Keyword

`KeywordLF`

Bases: LFBase

Labelling function that uses identifiers and keywords.

Source code in src/annotation/keyword.py

class KeywordLF(LFBase):
    """
    Labelling function that uses identifiers and keywords.
    """

    def __init__(self, taxonomy: TaxonomyBase, key: str):
        super().__init__(taxonomy)
        self.key = key

    def annotate(self, name: str, content: str) -> np.array:
        """
        Compute the probability for the file given the name and/or the content.

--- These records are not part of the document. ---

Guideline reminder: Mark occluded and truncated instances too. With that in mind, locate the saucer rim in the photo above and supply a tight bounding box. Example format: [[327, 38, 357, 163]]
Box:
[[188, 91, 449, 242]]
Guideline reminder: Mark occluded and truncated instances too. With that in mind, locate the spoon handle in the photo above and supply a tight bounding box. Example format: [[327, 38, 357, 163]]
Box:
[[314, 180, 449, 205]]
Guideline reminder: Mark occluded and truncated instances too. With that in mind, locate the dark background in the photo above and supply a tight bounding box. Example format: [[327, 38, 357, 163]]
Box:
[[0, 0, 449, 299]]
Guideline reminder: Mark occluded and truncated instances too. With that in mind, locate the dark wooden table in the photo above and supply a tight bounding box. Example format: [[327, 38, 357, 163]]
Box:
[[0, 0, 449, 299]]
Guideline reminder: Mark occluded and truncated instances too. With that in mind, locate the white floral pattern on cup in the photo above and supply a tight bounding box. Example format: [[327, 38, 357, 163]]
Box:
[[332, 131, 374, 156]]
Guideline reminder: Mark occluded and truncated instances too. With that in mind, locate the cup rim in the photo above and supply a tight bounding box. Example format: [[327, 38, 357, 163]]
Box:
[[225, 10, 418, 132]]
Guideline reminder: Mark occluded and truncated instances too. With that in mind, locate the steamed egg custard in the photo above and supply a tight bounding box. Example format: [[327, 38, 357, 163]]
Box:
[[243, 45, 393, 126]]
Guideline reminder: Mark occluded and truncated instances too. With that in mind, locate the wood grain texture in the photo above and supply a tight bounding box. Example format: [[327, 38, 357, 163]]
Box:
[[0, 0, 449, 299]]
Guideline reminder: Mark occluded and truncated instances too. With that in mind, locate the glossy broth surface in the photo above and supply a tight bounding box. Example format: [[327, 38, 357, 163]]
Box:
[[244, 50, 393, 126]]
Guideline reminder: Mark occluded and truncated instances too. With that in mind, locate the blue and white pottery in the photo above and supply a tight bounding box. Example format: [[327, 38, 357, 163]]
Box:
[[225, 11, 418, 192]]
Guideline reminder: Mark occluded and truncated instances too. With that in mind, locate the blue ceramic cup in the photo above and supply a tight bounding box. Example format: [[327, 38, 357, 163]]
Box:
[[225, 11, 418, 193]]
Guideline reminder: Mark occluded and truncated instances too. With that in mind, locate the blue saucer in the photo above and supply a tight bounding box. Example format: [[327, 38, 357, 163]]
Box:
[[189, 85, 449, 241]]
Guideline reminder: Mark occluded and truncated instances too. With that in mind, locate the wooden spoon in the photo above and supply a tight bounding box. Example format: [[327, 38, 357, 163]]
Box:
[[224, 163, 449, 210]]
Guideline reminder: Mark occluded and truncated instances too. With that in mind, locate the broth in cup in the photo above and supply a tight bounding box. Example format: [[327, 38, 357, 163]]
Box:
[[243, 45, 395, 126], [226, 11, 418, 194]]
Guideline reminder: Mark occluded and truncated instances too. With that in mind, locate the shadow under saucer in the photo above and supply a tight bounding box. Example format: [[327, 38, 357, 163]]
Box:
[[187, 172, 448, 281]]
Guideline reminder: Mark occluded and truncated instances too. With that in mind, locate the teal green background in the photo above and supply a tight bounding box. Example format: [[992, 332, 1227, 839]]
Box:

        :param name: Source file name
        :param content: Content of the file (usually identifiers)
        :return:
        """
        node_labels = np.zeros(len(self.taxonomy))
        for _label in self.taxonomy:
            label: KeywordLabel = _label
            intersection = list(label.keywords.intersection(Multiset(content.split())))
            intersection = Counter(intersection)
            node_labels[label.index] = sum(
                [intersection[k] * label.weights[k] for k in intersection.keys()]
            )

        norm = np.sum(node_labels)
        node_vec = node_labels / norm if norm > 0 else np.zeros(len(self.taxonomy))

        return node_vec

`annotate(name, content)`

Compute the probability for the file given the name and/or the content.

Parameters:

Name	Type	Description	Default
`name`	`str`	Source file name	required
`content`	`str`	Content of the file (usually identifiers)	required

Returns:

Type	Description
`array`

Source code in src/annotation/keyword.py

def annotate(self, name: str, content: str) -> np.array:
    """
    Compute the probability for the file given the name and/or the content.

    :param name: Source file name
    :param content: Content of the file (usually identifiers)
    :return:
    """
    node_labels = np.zeros(len(self.taxonomy))
    for _label in self.taxonomy:
        label: KeywordLabel = _label
        intersection = list(label.keywords.intersection(Multiset(content.split())))
        intersection = Counter(intersection)
        node_labels[label.index] = sum(
            [intersection[k] * label.weights[k] for k in intersection.keys()]
        )

    norm = np.sum(node_labels)
    node_vec = node_labels / norm if norm > 0 else np.zeros(len(self.taxonomy))

    return node_vec